I just had to have it and friends were kind enough to collect it for me. I warned them to take care because the glass was already broken and I explained that the guy had limited English and a strong Eastern European accent and was very hard to pin down over the phone, but they went ahead and arranged a pickup anyway

The mirror is huge, way larger than I had realised, so it took both of them to carry it. I got a call to say that the mirror shifted within its frame on the way to their car and almost dropped out, and at that point the door of the seller’s house was firmly slammed in a ‘your problem now, not ours’ kind of way. We have an in-joke that there may be Eastern European mafia connections as we are unsure whose mirror this actually was or whose house we collected from, and because the guy claimed it belonged to ‘my friend’ a la Borat

back surface of mirror
back of cracked mirror

The first thing we did was to chisel off the bodged wood and plywood backing, which was (clearly) not supporting the weight of the glass. There are no signs of any money or illegal substances stuffed down the back, which is sort of a pity. The glass itself is very heavy with hand painted silvering and it has a nice age.
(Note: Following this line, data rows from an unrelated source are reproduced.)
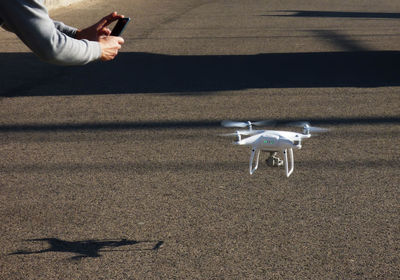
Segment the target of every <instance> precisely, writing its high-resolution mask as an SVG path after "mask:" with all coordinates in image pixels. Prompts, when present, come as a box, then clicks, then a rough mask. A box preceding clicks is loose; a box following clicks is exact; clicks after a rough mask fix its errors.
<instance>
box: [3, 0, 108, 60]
mask: <svg viewBox="0 0 400 280" xmlns="http://www.w3.org/2000/svg"><path fill="white" fill-rule="evenodd" d="M0 18H2V19H3V20H4V22H5V25H6V27H7V29H9V30H11V31H13V32H14V33H15V34H16V35H17V36H18V37H19V38H20V39H21V40H22V41H23V42H24V43H25V44H26V45H27V46H28V47H29V48H30V49H31V50H32V51H33V52H34V53H35V54H36V55H38V56H39V57H40V58H41V59H43V60H45V61H47V62H50V63H55V64H62V65H82V64H86V63H89V62H91V61H94V60H97V59H99V58H101V56H102V48H101V46H100V43H99V42H93V41H89V40H76V39H74V38H71V37H69V36H68V35H67V34H65V33H63V32H61V31H59V30H58V29H57V28H56V24H57V23H54V22H53V20H52V19H50V17H49V15H48V12H47V9H46V8H45V7H44V6H43V5H42V4H41V3H40V2H39V1H37V0H24V1H21V0H1V1H0Z"/></svg>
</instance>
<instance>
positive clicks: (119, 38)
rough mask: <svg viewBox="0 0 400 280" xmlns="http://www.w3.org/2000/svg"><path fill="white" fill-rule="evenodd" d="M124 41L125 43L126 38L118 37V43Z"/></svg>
mask: <svg viewBox="0 0 400 280" xmlns="http://www.w3.org/2000/svg"><path fill="white" fill-rule="evenodd" d="M123 43H125V40H124V38H122V37H118V44H120V45H122V44H123Z"/></svg>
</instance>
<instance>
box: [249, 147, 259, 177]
mask: <svg viewBox="0 0 400 280" xmlns="http://www.w3.org/2000/svg"><path fill="white" fill-rule="evenodd" d="M256 152H257V157H256V166H255V167H254V169H253V161H254V155H255V153H256ZM259 158H260V150H256V149H254V148H253V149H252V150H251V156H250V175H253V173H254V171H256V170H257V168H258V160H259Z"/></svg>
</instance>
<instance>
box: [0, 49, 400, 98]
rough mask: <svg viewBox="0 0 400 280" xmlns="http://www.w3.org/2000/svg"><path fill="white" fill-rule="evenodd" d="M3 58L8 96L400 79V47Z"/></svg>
mask: <svg viewBox="0 0 400 280" xmlns="http://www.w3.org/2000/svg"><path fill="white" fill-rule="evenodd" d="M0 63H1V65H2V67H1V69H0V75H1V76H2V79H1V80H0V96H3V97H19V96H58V95H96V94H136V93H156V94H180V95H208V94H213V93H215V92H217V91H227V90H242V89H252V88H254V89H256V88H257V89H260V88H297V87H382V86H399V85H400V76H399V75H398V65H400V52H398V51H350V52H318V53H268V54H256V55H186V56H182V55H180V56H179V55H162V54H154V53H133V52H128V53H121V54H120V55H119V56H118V57H117V58H116V59H115V60H114V61H111V62H108V63H92V64H89V65H86V66H75V67H61V66H54V65H48V64H45V63H43V62H41V61H39V60H38V59H37V58H36V57H34V55H32V54H28V53H0Z"/></svg>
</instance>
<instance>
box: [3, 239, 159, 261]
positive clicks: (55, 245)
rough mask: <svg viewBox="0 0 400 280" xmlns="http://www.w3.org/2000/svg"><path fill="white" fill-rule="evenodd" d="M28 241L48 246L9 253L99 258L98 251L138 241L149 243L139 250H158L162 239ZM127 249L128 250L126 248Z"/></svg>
mask: <svg viewBox="0 0 400 280" xmlns="http://www.w3.org/2000/svg"><path fill="white" fill-rule="evenodd" d="M25 241H28V242H47V243H48V245H49V248H47V249H43V250H38V251H25V250H21V251H16V252H13V253H11V254H9V255H32V254H43V253H48V252H58V253H73V254H76V255H75V256H73V257H71V258H70V259H71V260H79V259H82V258H99V257H101V256H102V255H101V254H100V253H104V252H112V251H116V250H115V249H114V248H118V247H122V246H132V245H138V244H140V243H147V244H148V245H150V246H149V247H148V248H147V249H140V250H142V251H143V250H154V251H155V250H158V249H160V248H161V247H162V245H163V243H164V242H163V241H137V240H128V239H121V240H83V241H66V240H62V239H58V238H39V239H28V240H25ZM126 251H129V250H126Z"/></svg>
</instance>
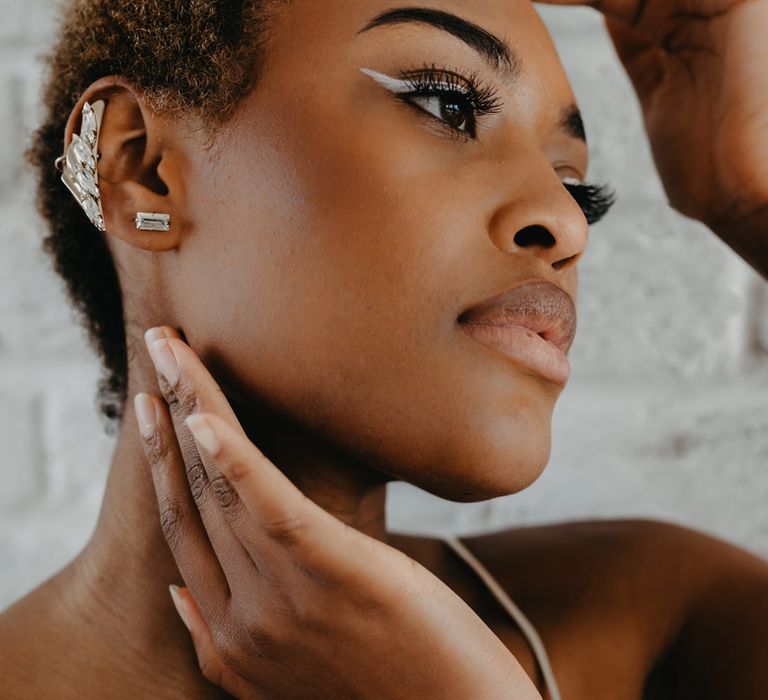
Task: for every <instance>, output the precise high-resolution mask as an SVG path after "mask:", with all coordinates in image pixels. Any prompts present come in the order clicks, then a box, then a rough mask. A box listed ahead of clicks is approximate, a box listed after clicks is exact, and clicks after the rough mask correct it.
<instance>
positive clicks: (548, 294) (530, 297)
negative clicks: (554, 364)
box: [458, 280, 576, 353]
mask: <svg viewBox="0 0 768 700" xmlns="http://www.w3.org/2000/svg"><path fill="white" fill-rule="evenodd" d="M458 321H459V322H460V323H465V324H476V325H491V326H522V327H523V328H530V329H531V330H532V331H534V332H535V333H538V334H539V335H540V336H541V337H542V338H544V340H548V341H549V342H550V343H553V344H554V345H556V346H557V347H559V348H560V349H561V350H562V351H563V352H564V353H566V352H568V349H569V348H570V347H571V343H573V338H574V336H575V335H576V306H575V304H574V303H573V299H571V297H570V295H569V294H567V293H566V292H565V291H563V290H562V289H560V287H558V286H557V285H554V284H552V283H551V282H547V281H545V280H540V281H535V282H528V283H527V284H522V285H520V286H518V287H514V288H512V289H509V290H507V291H506V292H503V293H502V294H499V295H498V296H495V297H493V298H491V299H487V300H486V301H484V302H481V303H480V304H478V305H476V306H473V307H472V308H470V309H468V310H466V311H464V312H462V314H461V315H460V316H459V318H458Z"/></svg>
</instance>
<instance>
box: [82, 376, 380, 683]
mask: <svg viewBox="0 0 768 700" xmlns="http://www.w3.org/2000/svg"><path fill="white" fill-rule="evenodd" d="M143 369H145V370H147V371H144V372H142V373H141V375H142V376H143V377H148V376H152V377H153V379H152V382H151V383H150V382H149V381H143V382H136V383H134V382H132V384H134V386H132V387H131V391H130V392H129V401H128V404H127V406H126V412H125V416H124V418H123V423H122V426H121V429H120V433H119V437H118V441H117V446H116V449H115V453H114V458H113V461H112V465H111V469H110V474H109V479H108V481H107V487H106V492H105V496H104V500H103V503H102V508H101V512H100V514H99V519H98V523H97V526H96V529H95V531H94V534H93V536H92V538H91V540H90V542H89V543H88V545H87V547H86V548H85V549H84V550H83V552H82V553H81V555H80V556H79V557H78V560H77V561H76V562H75V565H74V566H73V567H72V572H73V580H72V581H71V584H72V585H69V586H67V591H68V593H67V598H68V600H69V603H70V605H69V606H68V607H70V608H71V609H72V610H74V611H76V612H77V615H78V619H84V618H89V617H90V618H92V619H94V621H95V622H94V628H95V629H97V630H98V634H99V635H105V636H107V635H111V634H116V635H118V636H117V637H115V638H119V639H120V640H121V645H122V646H121V657H119V658H122V659H125V662H126V663H127V664H130V665H131V668H132V669H133V672H134V673H136V671H137V668H136V667H137V665H138V664H143V665H144V668H145V669H146V672H145V674H144V676H145V677H150V676H152V675H153V673H157V674H163V676H162V677H163V678H167V674H168V670H169V668H172V669H175V670H176V671H178V672H179V674H180V675H179V679H177V681H176V683H177V687H178V683H179V681H183V680H184V679H185V678H186V679H195V681H196V682H198V681H202V680H203V679H202V676H201V675H200V672H199V670H198V668H197V662H196V658H195V657H194V653H193V651H192V647H191V643H190V639H189V635H188V633H187V630H186V629H185V628H184V627H183V626H182V623H181V621H180V620H179V618H178V616H177V614H176V611H175V609H174V608H173V607H172V604H171V599H170V596H169V593H168V585H169V584H171V583H176V584H178V585H183V584H184V581H183V579H182V577H181V575H180V573H179V570H178V568H177V567H176V564H175V562H174V560H173V557H172V556H171V553H170V550H169V549H168V546H167V544H166V541H165V539H164V537H163V534H162V530H161V528H160V516H159V510H158V506H157V499H156V495H155V490H154V486H153V482H152V477H151V473H150V467H149V464H148V463H147V461H146V458H145V457H144V453H143V449H142V445H141V441H140V438H139V434H138V429H137V427H136V419H135V415H134V412H133V401H132V398H133V395H134V394H135V393H136V391H138V388H137V386H136V385H138V386H144V387H146V386H153V384H154V374H151V375H150V374H149V373H148V372H149V370H148V368H143ZM135 375H136V373H135V372H134V376H135ZM236 412H237V413H238V417H239V418H240V420H241V423H242V425H243V427H244V429H245V430H246V432H247V433H248V434H249V435H257V434H258V435H264V436H269V440H268V443H269V444H268V445H265V444H260V443H259V442H257V443H256V444H258V446H259V448H260V449H262V451H263V452H264V453H265V454H266V455H267V456H268V457H269V458H270V459H271V460H272V461H273V463H274V464H276V465H278V467H279V468H280V469H281V471H283V472H284V473H285V474H286V475H287V476H288V477H289V478H290V479H291V481H292V482H293V483H295V484H296V485H297V487H298V488H300V489H301V490H302V492H303V493H305V494H306V495H307V496H309V498H310V499H312V500H313V501H314V502H315V503H317V504H318V505H319V506H321V507H322V508H324V509H325V510H327V511H329V512H330V513H332V514H333V515H335V516H336V517H337V518H338V519H339V520H341V521H342V522H344V523H346V524H348V525H350V526H352V527H355V528H356V529H358V530H360V531H362V532H364V533H365V534H367V535H369V536H371V537H375V538H377V539H379V540H382V541H386V540H387V532H386V523H385V509H386V483H387V481H389V480H391V478H389V477H386V476H385V475H384V474H382V473H381V472H377V471H374V470H371V469H369V468H366V467H364V466H363V465H360V464H357V463H353V462H351V461H350V460H348V459H345V458H343V457H342V456H340V455H339V454H338V452H336V451H334V450H332V449H331V448H330V447H329V446H328V445H326V444H324V443H321V442H320V441H318V440H317V439H316V438H314V437H313V436H310V435H308V434H307V433H306V432H305V431H302V430H300V429H297V428H295V427H294V428H293V429H291V428H290V427H289V426H288V425H287V424H285V423H282V422H279V421H276V420H273V421H271V422H269V421H265V420H264V418H263V416H261V417H260V418H259V421H258V423H259V426H258V429H257V428H256V426H255V425H253V424H250V425H249V423H248V421H247V418H245V419H244V416H246V415H247V412H246V411H243V410H240V409H238V408H237V407H236ZM265 442H267V441H266V440H265ZM177 468H179V469H183V465H177ZM94 608H95V610H94ZM84 611H88V612H91V613H92V614H91V615H85V616H84V615H82V613H83V612H84ZM126 644H128V645H130V646H131V647H132V648H131V649H130V650H127V649H126V648H125V645H126ZM126 652H128V653H126ZM137 675H138V674H137Z"/></svg>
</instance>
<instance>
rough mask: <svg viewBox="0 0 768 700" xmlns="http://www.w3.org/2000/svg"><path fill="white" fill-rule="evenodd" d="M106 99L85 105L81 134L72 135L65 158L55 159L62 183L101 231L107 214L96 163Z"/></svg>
mask: <svg viewBox="0 0 768 700" xmlns="http://www.w3.org/2000/svg"><path fill="white" fill-rule="evenodd" d="M104 106H105V105H104V100H99V101H98V102H94V103H93V105H91V104H89V103H88V102H86V103H85V104H84V105H83V114H82V123H81V125H80V133H79V134H73V136H72V143H70V144H69V146H68V147H67V150H66V152H65V153H64V155H63V156H60V157H58V158H57V159H56V163H55V165H56V168H57V169H58V170H60V171H61V173H62V175H61V181H62V182H63V183H64V184H65V185H66V186H67V189H68V190H69V191H70V192H71V193H72V194H73V195H74V197H75V199H76V200H77V203H78V204H79V205H80V206H81V207H82V208H83V211H84V212H85V214H86V216H87V217H88V219H89V220H90V222H91V223H92V224H93V225H94V226H95V227H96V228H97V229H99V231H104V230H106V229H105V228H104V211H103V210H102V208H101V193H100V192H99V174H98V172H97V170H96V161H97V160H98V159H99V153H98V146H99V129H100V128H101V120H102V117H103V116H104Z"/></svg>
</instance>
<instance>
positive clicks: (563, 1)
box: [541, 0, 646, 24]
mask: <svg viewBox="0 0 768 700" xmlns="http://www.w3.org/2000/svg"><path fill="white" fill-rule="evenodd" d="M541 2H542V4H544V5H583V6H585V7H593V8H594V9H596V10H599V11H600V12H602V13H603V14H604V15H607V16H609V17H613V18H615V19H619V20H621V21H622V22H627V23H629V24H636V23H637V22H638V21H639V20H640V15H641V14H642V11H643V8H644V7H645V4H646V0H541Z"/></svg>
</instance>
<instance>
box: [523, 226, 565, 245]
mask: <svg viewBox="0 0 768 700" xmlns="http://www.w3.org/2000/svg"><path fill="white" fill-rule="evenodd" d="M515 243H516V244H517V245H518V246H520V247H521V248H528V247H530V246H532V245H534V246H541V247H542V248H551V247H552V246H553V245H555V244H556V243H557V241H556V240H555V237H554V236H553V235H552V234H551V233H550V232H549V231H548V230H547V229H546V228H544V226H539V225H535V226H526V227H525V228H523V229H520V230H519V231H518V232H517V233H516V234H515Z"/></svg>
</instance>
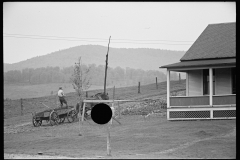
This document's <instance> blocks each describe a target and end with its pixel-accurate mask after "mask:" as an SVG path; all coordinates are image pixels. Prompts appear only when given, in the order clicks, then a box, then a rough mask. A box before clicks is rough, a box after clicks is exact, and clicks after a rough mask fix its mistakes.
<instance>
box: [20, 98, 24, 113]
mask: <svg viewBox="0 0 240 160" xmlns="http://www.w3.org/2000/svg"><path fill="white" fill-rule="evenodd" d="M20 101H21V116H22V115H23V111H22V110H23V105H22V98H21V99H20Z"/></svg>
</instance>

There’s also a lovely deep sinuous bevel which it may not be possible to re-create so we want to keep it despite the huge crack.  I’ll work on the wood frame and we’ve cut cardboard to provide a cushion between the glass and the backing plate. We will try using a windscreen repair kit to stabilise the crack. At least we’ll have a stable template for a new mirror if we really cannot live with the break, but just think what this mirror may have witnessed in its lifetime!